重さ990gの軽量タイプで、畳んだ状態の長さが約70cmですから、ザックの上にくくりつけられます。

 エレメントは、6〜9φ(肉厚0.5mm)のアルミパイプ+ゴムとワイヤーによる差込式で、ブームへの固定も差し込むだけです。 ブームはアルミの角パイプ3分割のこれも差込式です。

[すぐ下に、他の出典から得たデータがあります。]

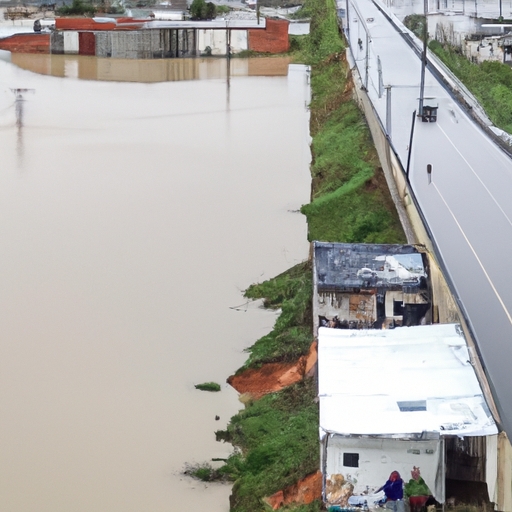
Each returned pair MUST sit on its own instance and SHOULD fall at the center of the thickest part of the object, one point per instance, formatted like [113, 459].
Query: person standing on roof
[394, 491]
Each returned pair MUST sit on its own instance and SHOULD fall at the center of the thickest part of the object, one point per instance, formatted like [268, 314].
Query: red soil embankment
[306, 491]
[273, 377]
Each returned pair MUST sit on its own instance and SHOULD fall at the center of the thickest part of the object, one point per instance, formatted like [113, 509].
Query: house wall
[274, 39]
[29, 43]
[86, 43]
[379, 457]
[216, 40]
[71, 42]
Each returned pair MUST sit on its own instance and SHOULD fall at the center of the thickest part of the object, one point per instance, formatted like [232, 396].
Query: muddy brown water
[132, 216]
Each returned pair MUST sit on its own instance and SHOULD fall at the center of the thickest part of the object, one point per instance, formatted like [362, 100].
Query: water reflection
[18, 107]
[142, 212]
[150, 70]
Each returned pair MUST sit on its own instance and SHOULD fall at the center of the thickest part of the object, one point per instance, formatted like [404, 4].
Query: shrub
[208, 386]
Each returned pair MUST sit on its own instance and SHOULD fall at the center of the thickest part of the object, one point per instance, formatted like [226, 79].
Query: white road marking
[476, 255]
[476, 175]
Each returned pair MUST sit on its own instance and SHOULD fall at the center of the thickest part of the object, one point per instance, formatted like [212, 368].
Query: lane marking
[476, 174]
[476, 255]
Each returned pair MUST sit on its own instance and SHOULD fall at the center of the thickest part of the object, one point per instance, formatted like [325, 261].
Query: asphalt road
[467, 204]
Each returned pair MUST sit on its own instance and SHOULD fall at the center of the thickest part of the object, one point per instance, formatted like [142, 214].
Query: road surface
[467, 203]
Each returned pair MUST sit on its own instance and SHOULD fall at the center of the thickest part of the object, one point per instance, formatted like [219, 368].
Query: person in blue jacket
[394, 491]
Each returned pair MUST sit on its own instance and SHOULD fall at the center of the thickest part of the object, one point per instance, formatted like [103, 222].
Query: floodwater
[132, 216]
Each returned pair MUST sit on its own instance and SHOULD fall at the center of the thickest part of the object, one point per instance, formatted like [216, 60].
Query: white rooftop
[399, 381]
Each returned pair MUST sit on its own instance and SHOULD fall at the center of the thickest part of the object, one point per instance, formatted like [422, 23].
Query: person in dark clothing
[394, 491]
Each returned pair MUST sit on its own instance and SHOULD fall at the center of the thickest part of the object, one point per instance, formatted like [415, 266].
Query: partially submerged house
[392, 399]
[396, 390]
[130, 38]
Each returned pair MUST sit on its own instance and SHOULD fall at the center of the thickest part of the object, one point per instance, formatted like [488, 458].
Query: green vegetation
[206, 473]
[291, 337]
[276, 437]
[277, 440]
[490, 82]
[208, 386]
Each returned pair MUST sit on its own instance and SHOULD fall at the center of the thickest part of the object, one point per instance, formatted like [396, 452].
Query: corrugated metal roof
[399, 381]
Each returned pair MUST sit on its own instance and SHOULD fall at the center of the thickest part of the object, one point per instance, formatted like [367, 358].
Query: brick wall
[26, 43]
[274, 39]
[86, 43]
[82, 24]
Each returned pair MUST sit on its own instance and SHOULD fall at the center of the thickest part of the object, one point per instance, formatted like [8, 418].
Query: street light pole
[423, 58]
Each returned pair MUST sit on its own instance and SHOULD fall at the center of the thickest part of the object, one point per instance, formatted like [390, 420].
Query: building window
[351, 460]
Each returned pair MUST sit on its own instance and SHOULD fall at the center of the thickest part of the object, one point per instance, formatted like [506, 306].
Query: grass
[208, 386]
[276, 437]
[277, 440]
[490, 82]
[291, 336]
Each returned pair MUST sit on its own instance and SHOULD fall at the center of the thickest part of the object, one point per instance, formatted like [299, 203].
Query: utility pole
[423, 59]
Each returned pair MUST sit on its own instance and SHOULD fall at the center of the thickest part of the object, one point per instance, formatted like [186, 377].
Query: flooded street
[132, 216]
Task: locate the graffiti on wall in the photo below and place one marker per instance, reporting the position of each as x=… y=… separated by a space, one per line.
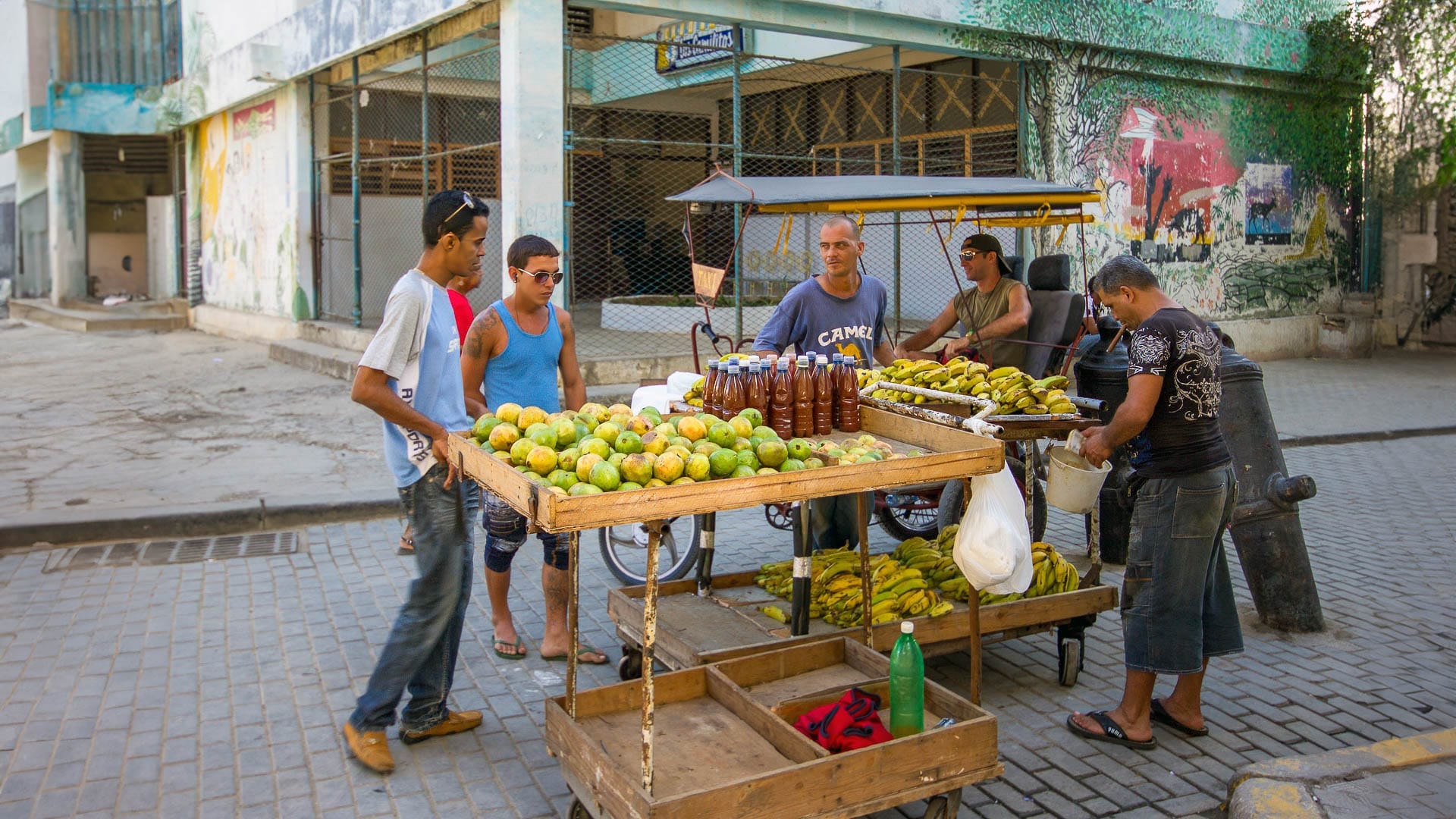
x=1226 y=186
x=248 y=219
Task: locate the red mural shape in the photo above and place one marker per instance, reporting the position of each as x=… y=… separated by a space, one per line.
x=1172 y=184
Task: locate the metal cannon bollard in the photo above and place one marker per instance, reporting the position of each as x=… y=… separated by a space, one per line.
x=1266 y=523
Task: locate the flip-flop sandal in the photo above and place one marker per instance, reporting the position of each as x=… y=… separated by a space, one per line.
x=580 y=651
x=507 y=654
x=1163 y=716
x=1112 y=732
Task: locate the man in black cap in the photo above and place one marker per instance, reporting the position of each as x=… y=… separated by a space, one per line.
x=995 y=309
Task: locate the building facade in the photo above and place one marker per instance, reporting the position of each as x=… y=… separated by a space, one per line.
x=291 y=143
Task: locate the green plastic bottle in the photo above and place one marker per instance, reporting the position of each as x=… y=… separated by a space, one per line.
x=906 y=684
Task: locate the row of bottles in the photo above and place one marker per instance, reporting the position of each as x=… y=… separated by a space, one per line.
x=802 y=397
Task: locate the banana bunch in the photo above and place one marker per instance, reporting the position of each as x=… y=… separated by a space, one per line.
x=695 y=394
x=1014 y=391
x=1052 y=573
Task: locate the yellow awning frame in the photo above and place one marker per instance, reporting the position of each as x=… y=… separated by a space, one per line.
x=932 y=203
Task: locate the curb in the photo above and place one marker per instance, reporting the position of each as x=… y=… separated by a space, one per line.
x=190 y=521
x=1282 y=787
x=1365 y=438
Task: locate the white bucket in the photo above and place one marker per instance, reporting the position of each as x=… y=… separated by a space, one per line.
x=1072 y=483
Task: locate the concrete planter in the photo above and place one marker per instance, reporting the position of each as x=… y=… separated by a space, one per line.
x=626 y=312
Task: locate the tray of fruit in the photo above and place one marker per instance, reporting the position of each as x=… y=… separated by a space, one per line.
x=603 y=466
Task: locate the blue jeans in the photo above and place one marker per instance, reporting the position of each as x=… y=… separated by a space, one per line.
x=1178 y=604
x=425 y=639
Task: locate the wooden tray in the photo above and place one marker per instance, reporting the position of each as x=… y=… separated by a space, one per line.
x=951 y=453
x=695 y=632
x=724 y=742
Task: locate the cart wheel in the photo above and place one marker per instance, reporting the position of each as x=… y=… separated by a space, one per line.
x=941 y=806
x=1069 y=661
x=629 y=667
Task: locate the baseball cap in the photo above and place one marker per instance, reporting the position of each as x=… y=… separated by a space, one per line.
x=987 y=242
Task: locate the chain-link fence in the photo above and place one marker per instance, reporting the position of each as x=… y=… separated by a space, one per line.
x=638 y=134
x=383 y=145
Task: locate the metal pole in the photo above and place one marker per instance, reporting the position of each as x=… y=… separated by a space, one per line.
x=737 y=171
x=424 y=114
x=354 y=181
x=894 y=159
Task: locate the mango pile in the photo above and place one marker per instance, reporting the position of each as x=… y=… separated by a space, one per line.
x=1014 y=391
x=603 y=449
x=918 y=579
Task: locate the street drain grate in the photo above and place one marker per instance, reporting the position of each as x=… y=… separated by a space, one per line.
x=166 y=553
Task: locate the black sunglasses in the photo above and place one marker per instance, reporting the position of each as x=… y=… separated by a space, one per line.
x=542 y=278
x=466 y=202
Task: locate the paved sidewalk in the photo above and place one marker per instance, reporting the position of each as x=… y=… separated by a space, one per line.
x=218 y=689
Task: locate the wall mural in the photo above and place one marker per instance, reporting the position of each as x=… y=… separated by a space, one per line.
x=1229 y=186
x=248 y=219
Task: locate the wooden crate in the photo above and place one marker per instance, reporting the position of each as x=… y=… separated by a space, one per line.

組立には工具を使わず、ネジ止めもマッチングセクションとマストクランプで合計3カ所の蝶ネジのみです。
 (これだけの説明じゃ分かり難いだろうなあ)

 ブーム長は約1.7mのナロースペースで、シミュレーションによるゲインは8dbd弱有るのですが、ホントのとこは、?です。雨の時は運用しないと言う前提で、全く防水を考慮せずに作ったためか、どうも雨の中では調子が良くありません。

 でも、なぜデルタループなのか?
婆娑羅山の山頂は樹林帯で、アンテナをたてる空間があまりないため、八木系のアンテナでは、エレメントが木の枝に引っかかって、回すことができません。
そこで回転半径の小さいループ系の中から、特に構造が単純で組立が簡単なデルタループに落ち着きました。

 他の充分スペースのある山では、多エレメントの八木アンテナの方が良いのでしょうが、新たなアンテナを作るのが面倒なため、山の移動運用の時は、いつもこのアンテナを使っています。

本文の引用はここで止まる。